Aparté la mirada del pecho de Alfredo y, sin atender a
su reacción, descolgué el teléfono. Acto seguido marqué el número de Urgencias
y a la voz que me atendió dije rápido y claro: “Manden una ambulancia al número
12 de la calle Argentina. Peligro de infarto. Sí, al número 12. Gracias.” Y
colgué. Mi amigo se movió inquieto en su sillón antes de preguntarme: “¿Vas a sufrir
un infarto?” Le puse una mano en el brazo para pedirle calma y luego dije: “No,
yo no. Tú. Lo acabo de ver con este ojo.” Y le señalé el recién operado. “¡No me asustes!”, dijo llevándose
instintivamente una mano al pecho. “Es mejor asustarse que morirse”, dije
mientras notaba que mi media cabeza había empezado a adquirir cierta sensibilidad.

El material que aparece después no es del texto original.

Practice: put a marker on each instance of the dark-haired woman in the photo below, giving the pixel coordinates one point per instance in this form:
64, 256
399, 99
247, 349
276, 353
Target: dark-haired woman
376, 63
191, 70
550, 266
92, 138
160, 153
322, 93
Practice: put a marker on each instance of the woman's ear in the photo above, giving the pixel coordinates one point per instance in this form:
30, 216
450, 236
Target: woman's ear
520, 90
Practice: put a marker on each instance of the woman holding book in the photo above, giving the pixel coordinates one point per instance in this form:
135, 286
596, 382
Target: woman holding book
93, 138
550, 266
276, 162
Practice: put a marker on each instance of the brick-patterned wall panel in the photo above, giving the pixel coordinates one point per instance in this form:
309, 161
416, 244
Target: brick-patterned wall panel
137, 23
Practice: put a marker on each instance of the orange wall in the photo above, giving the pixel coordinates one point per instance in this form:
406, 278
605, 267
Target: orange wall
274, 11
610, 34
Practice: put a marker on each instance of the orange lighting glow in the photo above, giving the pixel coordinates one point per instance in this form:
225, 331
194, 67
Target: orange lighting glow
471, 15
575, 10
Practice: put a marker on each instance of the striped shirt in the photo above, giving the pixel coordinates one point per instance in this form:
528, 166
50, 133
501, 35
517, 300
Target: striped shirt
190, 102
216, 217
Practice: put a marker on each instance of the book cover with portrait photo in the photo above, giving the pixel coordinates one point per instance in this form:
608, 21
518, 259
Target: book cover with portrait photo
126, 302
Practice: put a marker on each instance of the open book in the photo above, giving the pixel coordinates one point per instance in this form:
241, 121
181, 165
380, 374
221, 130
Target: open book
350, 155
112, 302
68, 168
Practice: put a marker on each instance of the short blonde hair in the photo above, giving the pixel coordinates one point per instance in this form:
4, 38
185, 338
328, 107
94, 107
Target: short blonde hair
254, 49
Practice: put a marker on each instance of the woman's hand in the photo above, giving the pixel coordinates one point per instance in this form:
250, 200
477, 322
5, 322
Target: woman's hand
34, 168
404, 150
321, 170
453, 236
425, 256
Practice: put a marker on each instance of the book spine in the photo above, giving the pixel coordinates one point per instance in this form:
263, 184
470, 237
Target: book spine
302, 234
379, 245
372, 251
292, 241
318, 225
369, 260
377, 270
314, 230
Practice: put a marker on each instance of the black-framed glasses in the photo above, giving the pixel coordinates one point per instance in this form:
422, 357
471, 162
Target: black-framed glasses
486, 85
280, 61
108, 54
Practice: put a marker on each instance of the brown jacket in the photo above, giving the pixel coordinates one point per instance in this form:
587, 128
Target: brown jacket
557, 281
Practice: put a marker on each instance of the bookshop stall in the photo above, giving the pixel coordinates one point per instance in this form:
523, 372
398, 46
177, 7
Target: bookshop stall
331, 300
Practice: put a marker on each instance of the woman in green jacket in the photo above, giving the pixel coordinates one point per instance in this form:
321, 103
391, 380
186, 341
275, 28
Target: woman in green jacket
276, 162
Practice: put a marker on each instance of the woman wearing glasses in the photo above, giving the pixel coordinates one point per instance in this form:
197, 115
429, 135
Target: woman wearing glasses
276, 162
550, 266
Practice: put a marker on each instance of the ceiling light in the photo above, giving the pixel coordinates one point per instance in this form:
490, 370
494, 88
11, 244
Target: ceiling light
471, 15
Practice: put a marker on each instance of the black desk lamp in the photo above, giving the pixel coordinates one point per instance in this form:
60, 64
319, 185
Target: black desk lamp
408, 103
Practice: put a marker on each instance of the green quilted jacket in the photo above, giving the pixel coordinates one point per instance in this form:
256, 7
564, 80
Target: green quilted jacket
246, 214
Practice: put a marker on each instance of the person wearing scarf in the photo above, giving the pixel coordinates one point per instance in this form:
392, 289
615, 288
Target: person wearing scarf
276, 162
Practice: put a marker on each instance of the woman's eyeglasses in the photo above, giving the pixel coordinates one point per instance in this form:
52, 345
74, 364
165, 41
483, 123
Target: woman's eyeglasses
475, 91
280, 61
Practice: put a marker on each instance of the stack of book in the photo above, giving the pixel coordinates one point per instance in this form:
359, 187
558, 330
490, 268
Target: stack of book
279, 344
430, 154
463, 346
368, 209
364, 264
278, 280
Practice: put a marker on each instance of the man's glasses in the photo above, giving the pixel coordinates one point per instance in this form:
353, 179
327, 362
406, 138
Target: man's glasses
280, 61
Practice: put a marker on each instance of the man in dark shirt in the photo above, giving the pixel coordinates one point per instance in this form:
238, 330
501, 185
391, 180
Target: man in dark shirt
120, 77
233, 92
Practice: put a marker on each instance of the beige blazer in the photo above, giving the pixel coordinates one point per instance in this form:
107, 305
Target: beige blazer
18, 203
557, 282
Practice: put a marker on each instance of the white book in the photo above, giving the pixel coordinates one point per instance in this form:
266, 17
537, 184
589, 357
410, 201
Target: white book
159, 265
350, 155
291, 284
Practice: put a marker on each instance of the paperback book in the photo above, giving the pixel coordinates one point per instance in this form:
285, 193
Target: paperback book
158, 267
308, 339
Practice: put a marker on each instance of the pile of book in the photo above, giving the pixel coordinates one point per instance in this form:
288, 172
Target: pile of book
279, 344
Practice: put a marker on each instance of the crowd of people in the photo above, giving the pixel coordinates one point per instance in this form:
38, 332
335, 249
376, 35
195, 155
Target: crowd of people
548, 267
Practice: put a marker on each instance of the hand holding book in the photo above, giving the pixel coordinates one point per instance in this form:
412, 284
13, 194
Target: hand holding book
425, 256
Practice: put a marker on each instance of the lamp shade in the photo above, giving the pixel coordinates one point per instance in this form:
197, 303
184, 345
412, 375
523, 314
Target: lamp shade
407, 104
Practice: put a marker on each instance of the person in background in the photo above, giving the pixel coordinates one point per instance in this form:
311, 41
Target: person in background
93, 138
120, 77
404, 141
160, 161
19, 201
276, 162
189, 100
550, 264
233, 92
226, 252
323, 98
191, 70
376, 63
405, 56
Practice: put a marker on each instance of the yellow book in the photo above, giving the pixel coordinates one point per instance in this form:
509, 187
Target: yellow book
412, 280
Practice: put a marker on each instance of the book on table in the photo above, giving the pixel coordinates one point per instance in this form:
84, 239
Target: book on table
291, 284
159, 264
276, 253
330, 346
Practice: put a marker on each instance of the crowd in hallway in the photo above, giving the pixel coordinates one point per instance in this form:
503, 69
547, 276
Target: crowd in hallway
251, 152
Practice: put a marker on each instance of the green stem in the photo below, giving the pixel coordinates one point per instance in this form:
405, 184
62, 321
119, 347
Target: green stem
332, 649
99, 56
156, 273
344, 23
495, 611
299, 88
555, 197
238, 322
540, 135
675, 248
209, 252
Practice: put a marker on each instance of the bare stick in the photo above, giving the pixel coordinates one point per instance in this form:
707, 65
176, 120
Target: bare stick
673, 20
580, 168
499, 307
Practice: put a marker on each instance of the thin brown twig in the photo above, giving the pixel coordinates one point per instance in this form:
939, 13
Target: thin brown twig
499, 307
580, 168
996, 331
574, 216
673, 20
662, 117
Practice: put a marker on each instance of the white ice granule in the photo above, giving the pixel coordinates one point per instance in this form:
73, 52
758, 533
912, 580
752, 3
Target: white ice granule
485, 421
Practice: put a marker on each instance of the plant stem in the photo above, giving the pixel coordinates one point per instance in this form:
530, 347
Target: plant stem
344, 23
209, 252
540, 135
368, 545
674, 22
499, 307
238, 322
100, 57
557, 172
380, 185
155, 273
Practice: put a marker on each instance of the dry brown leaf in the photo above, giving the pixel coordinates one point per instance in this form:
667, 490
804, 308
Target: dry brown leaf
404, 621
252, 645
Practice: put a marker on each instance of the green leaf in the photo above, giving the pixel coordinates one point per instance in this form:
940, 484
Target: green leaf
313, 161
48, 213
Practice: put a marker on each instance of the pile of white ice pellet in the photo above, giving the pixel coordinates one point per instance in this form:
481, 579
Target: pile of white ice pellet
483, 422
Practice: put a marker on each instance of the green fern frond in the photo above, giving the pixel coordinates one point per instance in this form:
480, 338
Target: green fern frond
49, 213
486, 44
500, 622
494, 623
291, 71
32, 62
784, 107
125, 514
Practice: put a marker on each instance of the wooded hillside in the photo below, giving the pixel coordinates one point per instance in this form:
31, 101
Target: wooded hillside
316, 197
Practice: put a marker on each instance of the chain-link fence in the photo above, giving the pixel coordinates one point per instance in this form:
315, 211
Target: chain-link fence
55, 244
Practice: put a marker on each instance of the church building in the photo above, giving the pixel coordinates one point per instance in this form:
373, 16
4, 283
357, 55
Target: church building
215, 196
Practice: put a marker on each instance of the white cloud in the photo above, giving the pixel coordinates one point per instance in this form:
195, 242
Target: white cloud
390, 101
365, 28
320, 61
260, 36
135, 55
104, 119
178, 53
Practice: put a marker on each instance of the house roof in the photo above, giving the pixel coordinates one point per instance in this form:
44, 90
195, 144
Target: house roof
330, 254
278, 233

Momentos después oímos acercarse por la calle la
sirena de la ambulancia. Alfredo permanecía quieto con los ojos cerrados y con
una mano puesta sobre el lugar del pecho en que, por los gestos de dolor, ahora
sentía realmente la presión. Llamaron al timbre. Eran los del SAMUR. El médico
atendió al paciente durante unos minutos. Luego pidió a sus acompañantes que se
lo llevaran al Hospital para terminar el proceso de recuperación y nos miró a
mi mujer y a mí diciendo. “Si no es por ustedes, no habríamos llegado a
tiempo”. Le sonreí mientras comprobaba que mi vista, las de los dos ojos, era
la de un hombre normal, salvo la pequeña diferencia de nitidez y brillo que me
proporcionaba el ojo recién operado.